Aturdida y en silencio, Karuth contempló la puerta que se cerraba tras él. No podía expresar lo que sentía; no encontraba palabras, ni siquiera conseguía ordenar sus confusos pensamientos. De pronto, su parálisis cedió; se volvió a Strann, con el rostro radiante…, y se paró en seco.

Strann se cubría los ojos con la mano, la mano restaurada, y los mechones enredados de su cabello castaño claro ocultaban el resto de su cara. No emitía sonido alguno, pero sus hombros temblaban, y Karuth volvió a desviar la mirada, dándose cuenta de que él no quería que lo viera así, aunque no pudiera evitar saber lo que ocurría.

No estaba acostumbrada a aquello, se dijo; se apretó los ojos con un pulgar y un índice, y parpadeó con rapidez. Había visto a Tirand, sí, muchas veces, cuando era un crío, y más recientemente, cuando murió su padre… pero fue distinto.
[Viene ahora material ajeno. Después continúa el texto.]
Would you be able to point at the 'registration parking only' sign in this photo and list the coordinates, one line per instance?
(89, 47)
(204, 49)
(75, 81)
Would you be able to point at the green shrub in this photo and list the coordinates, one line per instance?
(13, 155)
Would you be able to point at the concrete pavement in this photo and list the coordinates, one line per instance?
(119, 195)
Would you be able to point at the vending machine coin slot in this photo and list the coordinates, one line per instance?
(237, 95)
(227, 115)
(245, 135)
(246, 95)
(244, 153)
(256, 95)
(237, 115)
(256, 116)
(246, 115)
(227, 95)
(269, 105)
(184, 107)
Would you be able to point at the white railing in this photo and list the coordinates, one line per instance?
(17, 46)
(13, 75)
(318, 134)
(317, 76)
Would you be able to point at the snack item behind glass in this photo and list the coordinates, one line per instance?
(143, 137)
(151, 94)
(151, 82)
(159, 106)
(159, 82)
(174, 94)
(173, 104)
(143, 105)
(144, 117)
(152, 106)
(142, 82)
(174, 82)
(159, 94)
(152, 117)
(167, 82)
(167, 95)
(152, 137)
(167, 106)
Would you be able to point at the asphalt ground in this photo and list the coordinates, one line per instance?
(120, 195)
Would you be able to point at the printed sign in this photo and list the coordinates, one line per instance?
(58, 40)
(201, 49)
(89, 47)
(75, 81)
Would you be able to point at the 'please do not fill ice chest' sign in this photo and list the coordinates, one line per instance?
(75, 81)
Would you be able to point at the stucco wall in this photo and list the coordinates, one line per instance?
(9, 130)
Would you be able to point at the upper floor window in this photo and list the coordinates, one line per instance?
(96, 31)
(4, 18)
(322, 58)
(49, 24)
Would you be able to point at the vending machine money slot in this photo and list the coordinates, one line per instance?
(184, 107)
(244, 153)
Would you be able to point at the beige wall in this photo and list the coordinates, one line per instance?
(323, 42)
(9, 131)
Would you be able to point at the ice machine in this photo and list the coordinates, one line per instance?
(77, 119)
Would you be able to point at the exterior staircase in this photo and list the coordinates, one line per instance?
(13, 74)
Era su hermano y era más joven que ella, por lo que no sintió vergüenza y supo qué hacer. Pero ahora se sentía perdida. Era extraño. A lo largo de sus años practicando la medicina había presenciado decenas de nacimientos y muertes, había tratado el dolor, el miedo y la pena; había visto casi todos los aspectos imaginables de la condición humana, desde los más amables a los más crueles. Pero en todos aquellos años, creía que nunca se había sentido tan impotente como en aquel instante, o tan emocionada por algo tan sencillo como la visión de un hombre llorando.

Capítulo III

S
trann pasó el resto de la noche en la habitación de Karuth. Sin hacer caso de la vocecita interior que la acusaba de engañarse a sí misma, Karuth se dijo, sencillamente, que era la solución más lógica al problema inmediato de encontrarle un nuevo alojamiento seguro, y Strann, aunque aparentó cierto apocamiento, se dejó convencer con facilidad.

Ninguno de los dos mencionó la reacción de Strann ante la curación de su mano. El colapso había sido breve, pero, cuando Strann recobró la compostura, ambos pusieron cuidado en comportarse como si nada extraño hubiera sucedido. Sin embargo, el incidente sí que sirvió para que se desvaneciera parte de la cautela de ambos, y su recuerdo, compartido aunque no expresado en palabras, los unió de una manera que habría sido imposible en otro caso. Cerrada con llave la puerta de la habitación de Karuth, con las velas encendidas y el fuego reavivado y calentando la habitación, comenzaron a sentirse menos cohibidos y se acomodaron en cauta pero cálida compañía. Karuth puso a calentar vino con especias en el trípode de la chimenea, y, cuando la bebida estuvo lista, la sirvió y se sentaron juntos en la alfombra para calentarse pies y manos con el fuego.

Ambos necesitaban hablar, pero parecía que, por alguna razón, era imposible entablar conversación.

Hablar de temas triviales tras los acontecimientos de aquella noche y todo lo que presagiaban habría sido tremendamente incongruente, pero aquellos sucesos eran demasiado recientes y trascendentales; necesitaban un respiro, una oportunidad para que las tensiones de los últimos días cedieran un tanto y les dejaran espacio para respirar. Pero no encontraban un tópico que estuviera entre ambos extremos y por eso, mientras bebían el vino y contemplaban las llamas, permanecían callados. El silencio continuó y al cabo de un rato se hizo incómodo; a pesar del vino, la tensión entre los dos había comenzado a crecer otra vez y ninguno sabía cómo aliviarla. Strann, por su parte, se enfrentaba a un dilema. No conocía a Karuth lo bastante bien para estar seguro de si su sugerencia de que pasara la noche con ella obedecía sencillamente a la conveniencia o a algo más, y lo preocupaba ofenderla haciendo suposiciones. Nunca antes había tenido aquel problema, porque, entre el tipo de mujeres con las que se había relacionado a lo largo de su despreocupada vida de vagabundo, esa cuestión ni se planteaba. Pero no podía comparar a Karuth con viejos amores como Yya, la ramera de taberna, y ni siquiera con la ansiosa y atolondrada Kiszi, hija de un rico comerciante de Shu-Nhadek, del mismo modo que no podía imaginarse a sí mismo como Sumo Iniciado. Karuth pertenecía a un mundo totalmente distinto; no sólo era de alta cuna, sino que era una dama en todo el sentido de la palabra. Sus sentimientos personales por ella eran algo completamente distinto; por el momento no se atrevía a pensar en ellos, y no sabía muy bien qué hacer o qué decir.